Canadarm2 robotic arm used its own mechanical hand to perform a series of operations to replace two cameras attached to itself.
For the first time in history, a robot out in space has used its own mechanical dexterity to fix itself without any assistance from astronauts on the scene. The Canadian built Canadarm2 robotic arm used its own mechanical hand called Dextre to perform a series of operations to replace two faulty cameras attached to itself.
Back in 2012 the camera down near Canadarm2's base went on the fritz, so a couple of astronauts removed them during a spacewalk. More recently however, the super critical camera attached at its elbow joint has started to get a bit fuzzy, so the Canadian Space Agency team figured they could use the arm to fix both problems at once.
First Dextre detached the fuzzy camera from the elbow joint, and reattached it down by the arm's base where the old broken camera was removed a couple of years ago.
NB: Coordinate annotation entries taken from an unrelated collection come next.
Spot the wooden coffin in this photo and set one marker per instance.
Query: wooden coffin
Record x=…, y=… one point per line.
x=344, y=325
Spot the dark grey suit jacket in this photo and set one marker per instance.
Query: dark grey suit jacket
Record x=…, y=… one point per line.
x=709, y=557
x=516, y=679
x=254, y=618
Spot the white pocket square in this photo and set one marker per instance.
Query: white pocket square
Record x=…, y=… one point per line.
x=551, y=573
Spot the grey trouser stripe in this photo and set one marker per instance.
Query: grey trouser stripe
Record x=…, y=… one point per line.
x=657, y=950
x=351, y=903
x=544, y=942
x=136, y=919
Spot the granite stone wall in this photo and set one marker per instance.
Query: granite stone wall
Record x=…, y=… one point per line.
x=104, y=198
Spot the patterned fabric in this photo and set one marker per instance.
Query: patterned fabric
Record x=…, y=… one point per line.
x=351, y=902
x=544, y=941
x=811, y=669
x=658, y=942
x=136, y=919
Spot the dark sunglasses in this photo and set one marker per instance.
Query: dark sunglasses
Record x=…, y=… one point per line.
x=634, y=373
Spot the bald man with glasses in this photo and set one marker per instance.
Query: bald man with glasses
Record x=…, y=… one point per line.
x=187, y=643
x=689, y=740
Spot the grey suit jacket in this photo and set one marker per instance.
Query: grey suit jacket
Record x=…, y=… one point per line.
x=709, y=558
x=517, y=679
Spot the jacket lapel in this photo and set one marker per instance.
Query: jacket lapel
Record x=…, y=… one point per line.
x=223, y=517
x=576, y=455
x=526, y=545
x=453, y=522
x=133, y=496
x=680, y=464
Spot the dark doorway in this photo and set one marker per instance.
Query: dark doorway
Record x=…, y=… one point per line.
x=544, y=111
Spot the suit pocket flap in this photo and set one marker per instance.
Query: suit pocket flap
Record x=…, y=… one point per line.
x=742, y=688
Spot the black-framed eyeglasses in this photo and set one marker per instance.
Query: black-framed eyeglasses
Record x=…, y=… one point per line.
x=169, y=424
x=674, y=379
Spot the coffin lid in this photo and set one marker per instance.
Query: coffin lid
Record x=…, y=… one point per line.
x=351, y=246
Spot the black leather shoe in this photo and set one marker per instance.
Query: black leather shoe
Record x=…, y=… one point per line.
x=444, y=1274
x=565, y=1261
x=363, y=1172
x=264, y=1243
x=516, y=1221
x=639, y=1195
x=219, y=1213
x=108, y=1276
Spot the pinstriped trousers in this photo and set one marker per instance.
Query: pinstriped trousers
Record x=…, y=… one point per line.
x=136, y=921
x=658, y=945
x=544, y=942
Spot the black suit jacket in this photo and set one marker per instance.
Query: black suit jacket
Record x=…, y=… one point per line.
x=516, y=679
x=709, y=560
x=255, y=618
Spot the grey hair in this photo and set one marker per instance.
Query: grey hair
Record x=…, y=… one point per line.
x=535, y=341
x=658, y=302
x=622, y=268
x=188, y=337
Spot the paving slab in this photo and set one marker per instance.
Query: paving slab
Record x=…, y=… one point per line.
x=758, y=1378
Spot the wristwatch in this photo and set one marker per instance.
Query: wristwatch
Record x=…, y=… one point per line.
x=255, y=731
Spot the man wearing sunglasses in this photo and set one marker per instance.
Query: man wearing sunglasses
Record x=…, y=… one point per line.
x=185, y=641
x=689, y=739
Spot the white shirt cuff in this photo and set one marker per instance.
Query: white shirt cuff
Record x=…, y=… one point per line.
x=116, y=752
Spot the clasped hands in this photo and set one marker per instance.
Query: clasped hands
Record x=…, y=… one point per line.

Then Canadarm2 went over to the Kibo airlock where a shiny new camera was waiting, and installed it at its own elbow in place of the old fuzzy one.
These cameras are pretty hefty at around 47 pounds each, and they are about the size of an old-school CRT-style computer monitor. They don't just snap into place like LEGO pieces, so for each operation Dextre had to unscrew a bolt and make sure it didn't slip between its mechanical fingers and fly off into the emptiness of space. That's a tricky task for a robot that hasn't been setup to perform the same exact job repeatedly.
Having this ability for the robots of the ISS to repair themselves could really come in handy as the ISS gets older, especially if the Russians stop giving rides to our astronauts as some sort of political retribution.